Daiichi Mutual Fire & Marine Insurance Co. has decided to give up its restructuring efforts, paving the way for another company to take over the financially troubled insurer's operations, company sources said Sunday.

Daiichi Mutual Fire apparently plans to notify the Financial Supervisory Agency, the nation's financial industry watchdog, of its decision early next week. The FSA is expected to order the Tokyo-based insurer to suspend operations and assign an administrator the job of finding a company to take over the operations.

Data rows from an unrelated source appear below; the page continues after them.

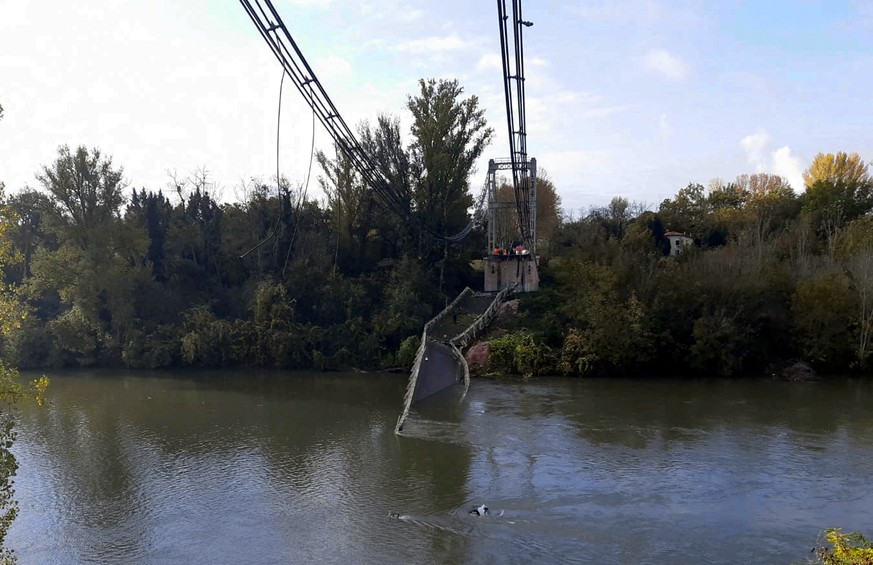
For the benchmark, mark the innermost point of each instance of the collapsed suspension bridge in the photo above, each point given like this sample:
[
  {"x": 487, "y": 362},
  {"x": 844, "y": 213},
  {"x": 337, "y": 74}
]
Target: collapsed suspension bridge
[{"x": 439, "y": 361}]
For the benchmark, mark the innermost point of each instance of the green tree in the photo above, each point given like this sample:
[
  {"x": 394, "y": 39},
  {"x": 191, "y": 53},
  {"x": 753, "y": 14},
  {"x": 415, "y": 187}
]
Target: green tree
[
  {"x": 821, "y": 308},
  {"x": 838, "y": 190},
  {"x": 100, "y": 269},
  {"x": 449, "y": 134},
  {"x": 11, "y": 314}
]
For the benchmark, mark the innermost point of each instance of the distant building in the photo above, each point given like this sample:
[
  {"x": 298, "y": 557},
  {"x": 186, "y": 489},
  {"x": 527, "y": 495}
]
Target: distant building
[{"x": 677, "y": 242}]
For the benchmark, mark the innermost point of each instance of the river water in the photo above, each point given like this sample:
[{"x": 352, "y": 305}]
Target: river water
[{"x": 305, "y": 468}]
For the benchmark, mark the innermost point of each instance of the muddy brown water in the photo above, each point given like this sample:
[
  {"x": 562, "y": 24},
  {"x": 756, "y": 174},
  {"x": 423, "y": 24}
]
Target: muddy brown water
[{"x": 237, "y": 467}]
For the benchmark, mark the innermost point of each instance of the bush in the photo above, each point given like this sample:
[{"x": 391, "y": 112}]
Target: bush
[{"x": 848, "y": 549}]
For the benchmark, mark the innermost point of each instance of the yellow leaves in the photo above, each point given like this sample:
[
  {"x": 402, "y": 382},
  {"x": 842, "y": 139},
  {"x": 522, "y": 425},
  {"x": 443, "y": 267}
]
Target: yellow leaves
[
  {"x": 842, "y": 167},
  {"x": 849, "y": 549},
  {"x": 39, "y": 387}
]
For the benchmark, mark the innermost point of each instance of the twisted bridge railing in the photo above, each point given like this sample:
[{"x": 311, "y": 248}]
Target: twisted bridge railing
[{"x": 439, "y": 378}]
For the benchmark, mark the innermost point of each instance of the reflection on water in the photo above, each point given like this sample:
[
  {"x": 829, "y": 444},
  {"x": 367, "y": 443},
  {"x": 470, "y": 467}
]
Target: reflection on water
[{"x": 234, "y": 467}]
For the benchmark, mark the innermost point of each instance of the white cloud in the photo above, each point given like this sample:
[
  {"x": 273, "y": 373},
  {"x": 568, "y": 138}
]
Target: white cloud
[
  {"x": 780, "y": 162},
  {"x": 665, "y": 129},
  {"x": 490, "y": 62},
  {"x": 754, "y": 144},
  {"x": 789, "y": 166},
  {"x": 433, "y": 44},
  {"x": 664, "y": 63}
]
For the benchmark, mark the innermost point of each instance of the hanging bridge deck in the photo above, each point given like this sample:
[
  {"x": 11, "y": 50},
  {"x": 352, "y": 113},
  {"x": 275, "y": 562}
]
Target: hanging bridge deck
[{"x": 439, "y": 362}]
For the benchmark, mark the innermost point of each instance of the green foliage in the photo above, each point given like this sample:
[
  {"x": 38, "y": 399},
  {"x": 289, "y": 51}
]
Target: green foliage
[
  {"x": 821, "y": 307},
  {"x": 848, "y": 549},
  {"x": 408, "y": 349},
  {"x": 8, "y": 467},
  {"x": 520, "y": 353}
]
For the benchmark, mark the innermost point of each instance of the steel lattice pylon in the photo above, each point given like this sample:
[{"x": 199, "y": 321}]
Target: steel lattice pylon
[{"x": 513, "y": 85}]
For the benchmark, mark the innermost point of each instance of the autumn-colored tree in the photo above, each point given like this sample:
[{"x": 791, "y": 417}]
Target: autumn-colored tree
[{"x": 838, "y": 190}]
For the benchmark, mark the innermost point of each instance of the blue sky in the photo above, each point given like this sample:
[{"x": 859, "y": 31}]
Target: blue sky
[{"x": 625, "y": 98}]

Daiichi Mutual Fire would be Japan's first nonlife insurer to collapse in the postwar era. The FSA began investigating Daiichi Mutual Fire in January. On April 10, it ordered the company to shore up its capital base and improve its management. The insurer failed to seek support from other companies to strengthen its financial position, the sources said.

Daiichi Mutual Fire is believed to have a capital deficit of more than 80 billion yen due to a decline in investment returns and a rise in bad loans, according to industry sources.

A capital deficit occurs when a company's prospective losses eclipse the combined amount of its shareholders' equity and other capital items.

Daiichi Mutual Fire's automobile and accident insurance policies will be protected by the Non-Life Insurance Policy-Holders Protection Corp. of Japan, a fund created by the industry to protect policyholders from collapses of insurers.

Still, some payments for savings-oriented insurance products may be reduced. Daiichi Mutual Fire, founded in 1949, posted a premium income of 59.7 billion yen and a recurring profit of 1.7 billion yen on assets of 1,387 billion yen in the 1998 financial year, which ended on March 31, 1999.

Its solvency margin, which measures an insurer's ability to pay out obligations in the event of a disaster or unforeseen loss, was 330 percent at the end of the 1998 financial year. A 300 percent level is seen as healthy.